Steve Goldstein reports in MarketWatch:
The (cause is the) impact of air pollutants at the time of the Industrial Revolution, as prevailing winds in the U.S. and Europe typically blow from west to east. And it’s an impact that has lasted into today. Pollution explains up to 20% of the observed neighborhood segregation whether captured by the shares of blue collar workers and employees, house prices or official deprivation indices.
The east sides of New York, London and Paris are noticeably and famously poorer than their western sides. And it turns out there’s a reason for that.
Researchers have found that it’s due to the impact of air pollutants at the time of the Industrial Revolution, as prevailing winds in the U.S. and Europe typically blow from west to east. And it’s an impact that has lasted into today.
A paper from the Spatial Economics Research Centre examined 5,000 industrial chimneys in 70 English cities in 1880, and then re-created the spatial distribution of pollution. That historical pollution explained up to 15% of within-city deprivation in 1881.
“A pollution differential equivalent to the one between the 10% and 90% most polluted neighborhoods of Manchester would be associated with a gradient of 18 percentage points in the share of low-skilled workers,” the paper found.
Perhaps more incredibly, that difference has continued to this day even though the pollution that caused them has waned.

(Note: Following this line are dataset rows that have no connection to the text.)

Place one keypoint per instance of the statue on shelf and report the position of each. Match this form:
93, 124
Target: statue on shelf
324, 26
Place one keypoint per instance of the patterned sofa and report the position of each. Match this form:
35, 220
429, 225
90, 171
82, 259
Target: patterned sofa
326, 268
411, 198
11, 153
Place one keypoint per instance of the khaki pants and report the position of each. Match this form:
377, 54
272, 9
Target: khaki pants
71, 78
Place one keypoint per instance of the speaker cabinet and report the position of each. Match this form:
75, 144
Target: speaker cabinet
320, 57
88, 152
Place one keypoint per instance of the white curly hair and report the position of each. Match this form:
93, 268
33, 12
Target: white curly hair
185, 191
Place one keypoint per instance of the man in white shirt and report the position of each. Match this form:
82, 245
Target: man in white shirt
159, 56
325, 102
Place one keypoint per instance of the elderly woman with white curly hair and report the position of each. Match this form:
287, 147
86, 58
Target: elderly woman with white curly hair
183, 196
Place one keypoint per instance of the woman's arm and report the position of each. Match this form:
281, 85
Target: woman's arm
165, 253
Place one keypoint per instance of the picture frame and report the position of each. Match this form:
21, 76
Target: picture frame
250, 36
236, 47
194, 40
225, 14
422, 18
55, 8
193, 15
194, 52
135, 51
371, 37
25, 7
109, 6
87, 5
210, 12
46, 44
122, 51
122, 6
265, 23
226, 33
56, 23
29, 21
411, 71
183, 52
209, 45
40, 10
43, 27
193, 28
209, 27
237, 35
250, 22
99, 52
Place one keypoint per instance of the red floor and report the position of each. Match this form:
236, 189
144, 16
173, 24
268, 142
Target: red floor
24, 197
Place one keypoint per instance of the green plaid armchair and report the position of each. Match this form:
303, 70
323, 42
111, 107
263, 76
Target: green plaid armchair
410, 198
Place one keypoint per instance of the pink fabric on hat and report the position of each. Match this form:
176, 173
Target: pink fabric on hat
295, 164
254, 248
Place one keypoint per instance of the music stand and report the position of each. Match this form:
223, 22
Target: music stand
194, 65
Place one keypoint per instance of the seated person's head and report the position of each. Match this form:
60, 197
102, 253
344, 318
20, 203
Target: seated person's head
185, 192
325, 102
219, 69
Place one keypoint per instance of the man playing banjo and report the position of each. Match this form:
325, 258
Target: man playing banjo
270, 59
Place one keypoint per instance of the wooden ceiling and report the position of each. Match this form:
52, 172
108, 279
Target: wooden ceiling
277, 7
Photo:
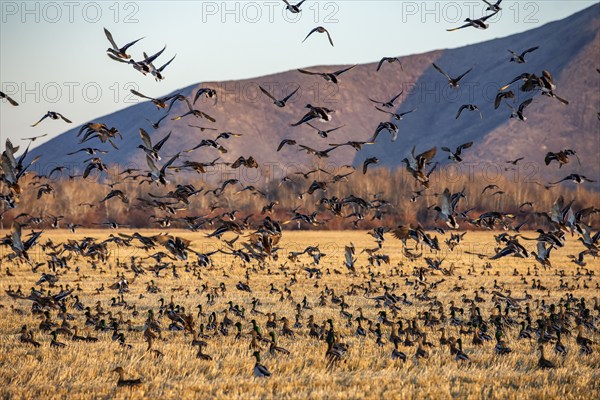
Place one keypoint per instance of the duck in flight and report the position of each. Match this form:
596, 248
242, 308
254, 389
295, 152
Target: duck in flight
116, 51
324, 133
575, 178
52, 115
150, 149
319, 29
396, 116
387, 104
293, 8
279, 103
455, 155
322, 113
208, 92
562, 157
520, 58
329, 77
475, 23
389, 60
454, 82
7, 97
493, 7
468, 107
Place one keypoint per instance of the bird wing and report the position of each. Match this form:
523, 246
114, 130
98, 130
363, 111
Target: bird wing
286, 98
460, 27
441, 71
149, 60
525, 104
64, 118
128, 45
461, 76
110, 39
41, 119
146, 138
529, 50
269, 94
167, 63
329, 37
309, 33
308, 72
135, 92
160, 144
341, 71
464, 146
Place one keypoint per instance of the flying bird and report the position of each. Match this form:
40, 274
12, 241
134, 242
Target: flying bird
475, 23
456, 155
52, 115
387, 104
116, 51
293, 8
468, 107
389, 60
520, 58
7, 97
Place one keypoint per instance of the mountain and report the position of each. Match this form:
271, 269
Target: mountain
569, 49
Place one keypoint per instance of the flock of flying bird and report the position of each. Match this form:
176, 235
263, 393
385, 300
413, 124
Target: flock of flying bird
531, 319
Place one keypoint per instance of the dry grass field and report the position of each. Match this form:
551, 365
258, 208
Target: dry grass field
85, 370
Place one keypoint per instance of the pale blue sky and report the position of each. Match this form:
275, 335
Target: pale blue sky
52, 54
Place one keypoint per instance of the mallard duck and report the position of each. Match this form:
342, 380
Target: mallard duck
543, 363
273, 348
260, 371
126, 382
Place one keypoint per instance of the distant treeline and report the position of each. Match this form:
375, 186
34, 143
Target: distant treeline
79, 201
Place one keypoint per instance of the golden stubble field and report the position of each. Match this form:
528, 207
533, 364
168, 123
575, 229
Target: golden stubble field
84, 370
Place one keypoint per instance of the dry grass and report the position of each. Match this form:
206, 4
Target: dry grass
84, 370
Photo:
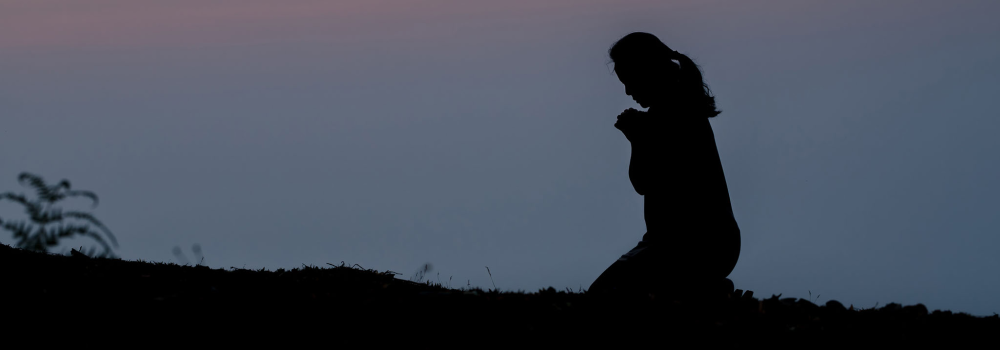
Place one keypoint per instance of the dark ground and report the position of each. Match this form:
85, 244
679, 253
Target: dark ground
47, 293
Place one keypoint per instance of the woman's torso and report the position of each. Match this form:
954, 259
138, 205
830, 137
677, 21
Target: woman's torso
691, 201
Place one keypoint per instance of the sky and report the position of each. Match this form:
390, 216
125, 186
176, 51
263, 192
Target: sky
858, 138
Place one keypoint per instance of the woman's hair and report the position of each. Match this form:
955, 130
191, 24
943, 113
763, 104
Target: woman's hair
647, 51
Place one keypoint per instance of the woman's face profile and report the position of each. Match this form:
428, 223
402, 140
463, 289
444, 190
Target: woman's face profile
640, 85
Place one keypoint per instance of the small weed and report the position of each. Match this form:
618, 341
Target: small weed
491, 278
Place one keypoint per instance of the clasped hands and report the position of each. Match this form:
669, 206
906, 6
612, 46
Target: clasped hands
631, 122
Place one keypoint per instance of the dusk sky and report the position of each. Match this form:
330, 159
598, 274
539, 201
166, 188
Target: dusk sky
858, 137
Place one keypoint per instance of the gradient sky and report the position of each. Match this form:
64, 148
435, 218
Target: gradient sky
859, 138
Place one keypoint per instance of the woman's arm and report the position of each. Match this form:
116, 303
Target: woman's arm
641, 167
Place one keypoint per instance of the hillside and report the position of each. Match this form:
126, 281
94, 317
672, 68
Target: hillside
42, 287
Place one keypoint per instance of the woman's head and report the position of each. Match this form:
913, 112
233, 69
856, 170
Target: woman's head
647, 69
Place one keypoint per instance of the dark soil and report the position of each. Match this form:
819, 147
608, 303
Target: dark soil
110, 296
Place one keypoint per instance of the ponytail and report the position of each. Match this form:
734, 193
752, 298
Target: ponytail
647, 50
694, 87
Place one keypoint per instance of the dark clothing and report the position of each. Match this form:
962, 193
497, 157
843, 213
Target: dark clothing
691, 233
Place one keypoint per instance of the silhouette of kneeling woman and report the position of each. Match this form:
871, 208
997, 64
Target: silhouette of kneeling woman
692, 241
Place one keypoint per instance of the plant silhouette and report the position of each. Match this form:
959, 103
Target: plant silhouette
48, 226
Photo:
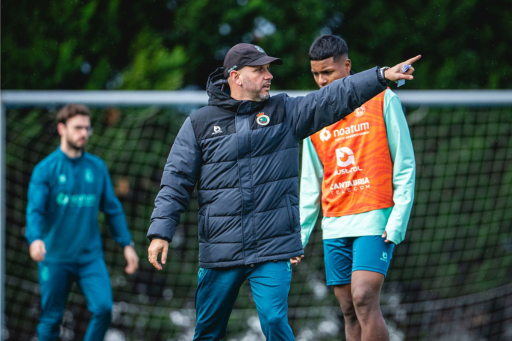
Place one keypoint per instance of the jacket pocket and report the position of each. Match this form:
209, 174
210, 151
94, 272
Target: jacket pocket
202, 222
290, 213
206, 226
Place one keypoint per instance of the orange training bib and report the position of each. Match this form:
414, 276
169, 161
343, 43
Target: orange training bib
357, 165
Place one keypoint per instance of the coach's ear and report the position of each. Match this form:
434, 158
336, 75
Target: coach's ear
236, 77
61, 128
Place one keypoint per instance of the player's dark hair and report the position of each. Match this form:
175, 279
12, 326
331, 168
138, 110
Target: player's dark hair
72, 110
328, 46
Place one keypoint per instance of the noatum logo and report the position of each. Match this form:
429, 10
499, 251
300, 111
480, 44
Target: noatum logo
352, 129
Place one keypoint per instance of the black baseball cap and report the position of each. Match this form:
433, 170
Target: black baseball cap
243, 54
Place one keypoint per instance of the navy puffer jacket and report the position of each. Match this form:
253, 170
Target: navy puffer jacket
244, 157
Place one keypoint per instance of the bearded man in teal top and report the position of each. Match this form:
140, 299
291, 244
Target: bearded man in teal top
66, 191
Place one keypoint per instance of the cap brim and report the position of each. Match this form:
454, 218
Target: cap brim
265, 60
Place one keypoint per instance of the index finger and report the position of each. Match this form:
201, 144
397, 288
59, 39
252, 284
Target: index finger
153, 259
412, 60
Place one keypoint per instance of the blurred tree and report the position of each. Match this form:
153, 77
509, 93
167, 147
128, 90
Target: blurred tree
176, 43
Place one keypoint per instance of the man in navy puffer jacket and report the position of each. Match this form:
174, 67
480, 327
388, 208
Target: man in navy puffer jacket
242, 150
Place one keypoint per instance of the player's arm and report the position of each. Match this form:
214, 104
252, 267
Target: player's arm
404, 168
312, 174
321, 108
178, 181
116, 220
38, 193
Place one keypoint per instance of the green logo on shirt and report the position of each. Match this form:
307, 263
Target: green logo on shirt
200, 273
76, 200
89, 177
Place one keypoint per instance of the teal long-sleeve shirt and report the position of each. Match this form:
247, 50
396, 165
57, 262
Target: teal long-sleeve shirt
64, 199
393, 220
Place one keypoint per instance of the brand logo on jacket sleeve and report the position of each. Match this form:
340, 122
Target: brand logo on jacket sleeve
262, 119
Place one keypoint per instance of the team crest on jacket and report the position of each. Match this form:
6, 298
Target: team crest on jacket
360, 111
262, 119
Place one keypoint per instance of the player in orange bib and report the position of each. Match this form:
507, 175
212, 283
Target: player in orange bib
361, 172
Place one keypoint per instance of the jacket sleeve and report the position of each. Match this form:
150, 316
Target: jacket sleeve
404, 167
308, 114
310, 189
178, 181
38, 192
114, 212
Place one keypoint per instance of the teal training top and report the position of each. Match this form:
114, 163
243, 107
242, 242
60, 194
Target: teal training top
64, 198
393, 220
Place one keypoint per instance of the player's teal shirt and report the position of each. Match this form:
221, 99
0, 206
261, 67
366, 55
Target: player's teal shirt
394, 219
64, 198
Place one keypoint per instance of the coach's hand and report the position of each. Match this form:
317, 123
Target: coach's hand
37, 250
132, 260
395, 73
157, 246
296, 260
386, 240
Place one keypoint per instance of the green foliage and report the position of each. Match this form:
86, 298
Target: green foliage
173, 44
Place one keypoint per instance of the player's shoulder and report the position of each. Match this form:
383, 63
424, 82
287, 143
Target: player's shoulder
48, 161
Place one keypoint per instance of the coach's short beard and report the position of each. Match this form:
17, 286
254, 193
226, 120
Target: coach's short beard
74, 146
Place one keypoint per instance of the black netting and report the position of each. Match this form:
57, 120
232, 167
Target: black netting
449, 280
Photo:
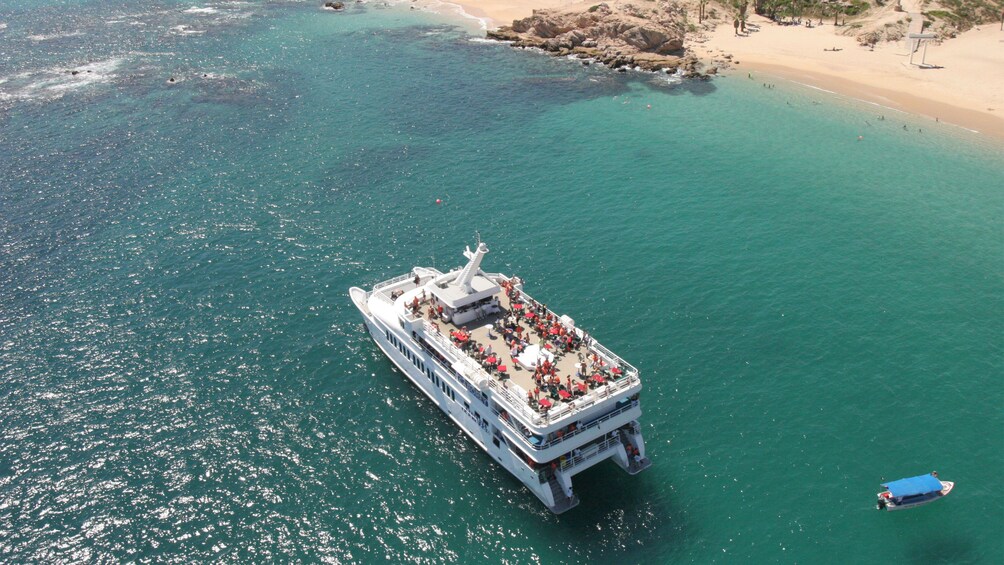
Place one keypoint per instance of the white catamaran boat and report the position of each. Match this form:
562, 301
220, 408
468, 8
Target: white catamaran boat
537, 393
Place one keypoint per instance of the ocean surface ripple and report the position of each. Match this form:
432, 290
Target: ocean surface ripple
183, 376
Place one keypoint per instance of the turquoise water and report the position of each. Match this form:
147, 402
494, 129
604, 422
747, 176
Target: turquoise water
183, 376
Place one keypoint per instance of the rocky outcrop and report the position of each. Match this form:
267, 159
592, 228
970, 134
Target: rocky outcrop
617, 33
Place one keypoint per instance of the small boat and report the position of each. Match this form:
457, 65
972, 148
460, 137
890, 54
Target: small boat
915, 491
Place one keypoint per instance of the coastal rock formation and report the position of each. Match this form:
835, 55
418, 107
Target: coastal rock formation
617, 33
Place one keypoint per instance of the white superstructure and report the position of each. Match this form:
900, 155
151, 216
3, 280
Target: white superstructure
538, 394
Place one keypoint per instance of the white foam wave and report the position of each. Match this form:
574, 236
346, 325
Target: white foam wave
441, 6
43, 37
50, 83
186, 30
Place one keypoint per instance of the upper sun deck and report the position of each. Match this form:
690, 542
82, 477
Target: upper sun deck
497, 335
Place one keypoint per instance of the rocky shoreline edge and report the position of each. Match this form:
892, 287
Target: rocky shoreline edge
617, 34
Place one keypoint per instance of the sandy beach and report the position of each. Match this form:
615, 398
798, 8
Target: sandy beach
963, 83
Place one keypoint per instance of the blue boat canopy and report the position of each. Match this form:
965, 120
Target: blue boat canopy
921, 485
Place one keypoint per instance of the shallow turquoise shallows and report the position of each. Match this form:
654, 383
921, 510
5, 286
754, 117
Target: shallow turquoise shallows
183, 376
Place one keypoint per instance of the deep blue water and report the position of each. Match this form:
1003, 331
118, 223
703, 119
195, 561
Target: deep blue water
183, 376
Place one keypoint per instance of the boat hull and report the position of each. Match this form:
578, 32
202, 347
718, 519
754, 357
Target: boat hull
892, 505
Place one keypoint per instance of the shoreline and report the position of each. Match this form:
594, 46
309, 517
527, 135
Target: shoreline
966, 91
973, 121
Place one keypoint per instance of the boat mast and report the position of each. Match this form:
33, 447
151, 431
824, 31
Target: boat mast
472, 268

“Past pollution explains up to 20% of the observed neighborhood segregation whether captured by the shares of blue collar workers and employees, house prices or official deprivation indices,” the paper written by Stephan Heblich and Yanos Zylbergerg of the University of Bristol and Alex Trew of the University of St. Andrews found.
The researchers say the findings have practical implications both in the developing and developed world.
The success of urban policies to revitalize deprived areas depends on their position relative to the tipping point. For countries like China where pollution is a current challenge, there also are long-run consequences to consider, they added.